В тех горах, что окружали тюрьму, жил парнишка Ни́кос. Когда-то вся его семья там растила виноград. Фашисты сожгли их дом. Отца, мать, сестру и братьев убили. Остался Никос сиротой, но со своих родных мест не ушёл. Он отыскал в горах небольшую пещеру – она ему стала вместо дома. Ел грибы да орехи, из родников пил воду со сладкими ягодами. А дел у него было много: ветки деревьев спутаются – распрямит их; птенцы из гнезда выпадут – подберёт и в гнездо положит; рыбьи мальки после разлива дорогу к реке не могут найти – он им канавку прокопает.
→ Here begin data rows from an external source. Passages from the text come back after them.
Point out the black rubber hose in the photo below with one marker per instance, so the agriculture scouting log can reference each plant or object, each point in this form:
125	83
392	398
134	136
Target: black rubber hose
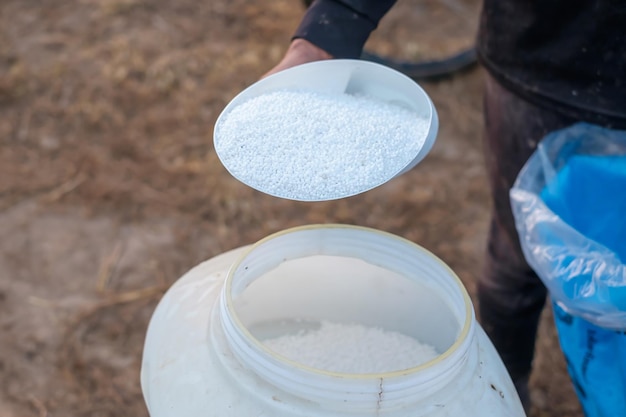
424	70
Стал Никос шапку-храбрецовку искать. Много по берегам рек и озёр ходил парнишка. И вдруг увидел примятую траву: что-то тяжёлое тащили. «Уж не шар ли свинцовый?» – подумал он. Пошёл по следу Никос. Дошёл до воды. Курточку и старенькие штаны сбросил одним махом. И нырнул в самую глубину.
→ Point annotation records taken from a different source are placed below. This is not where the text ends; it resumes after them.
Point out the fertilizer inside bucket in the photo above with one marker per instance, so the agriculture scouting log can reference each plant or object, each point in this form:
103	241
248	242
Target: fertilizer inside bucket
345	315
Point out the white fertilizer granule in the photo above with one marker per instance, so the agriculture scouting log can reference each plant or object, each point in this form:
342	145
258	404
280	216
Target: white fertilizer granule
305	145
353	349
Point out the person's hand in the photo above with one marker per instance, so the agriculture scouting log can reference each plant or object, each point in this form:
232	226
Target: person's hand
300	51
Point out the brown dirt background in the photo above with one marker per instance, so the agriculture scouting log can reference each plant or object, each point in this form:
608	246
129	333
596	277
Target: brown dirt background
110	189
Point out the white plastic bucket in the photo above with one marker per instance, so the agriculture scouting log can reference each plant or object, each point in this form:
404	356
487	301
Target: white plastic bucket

Открыл он глаза в воде. В жёлтом полумраке увидел водоросли, рыб и у корней кувшинки шапку-храбрецовку. Свинцовый шар в тину ушёл, а шапка лежит вся на виду. Старой зазубренной раковиной перепилил Никос верёвку и достал шапку. Никогда он таких шапок не видел. Сорвал Никос алую гвоздику, приколол её на шапку и тропинками, которые были известны ему одному, заспешил к тюрьме.

Вовремя оказался у тюрьмы Никос. Фашисты уже вывели из камеры Костаса и Ваню. Человек с добрым сердцем и мальчик, крепко взявшись за руки, шли к месту казни.

Опешили конвоиры, когда перед ними появился Никос в шапке-храбрецовке. Бросились наутёк. Со сторожевых вышек ударили по храбрецам из пулемётов. Но Никос обнял Костаса и Ваню, и пули только буравили дорогу у их ног и с визгом отскакивали от камней в стороны.

Шапка отважного бойца надёжно хранила жизнь трёх товарищей. Невредимыми уходили они в горы. Там, за горами, ждала их длинная дорога, полная борьбы и надежд. И шапка деда Ивана ещё не раз сослужит им добрую службу.

Сказка про Тусю и Бусю

Жила девочка Туся, и был у неё дедушка Буся. Туся относилась к Бусе очень плохо: когда дедушка говорил ей «доброе утро», она показывала язык, когда он звал её обедать, она падала на пол, дрыгала ногами и кричала, будто надо было есть не манную кашу, а горчицу.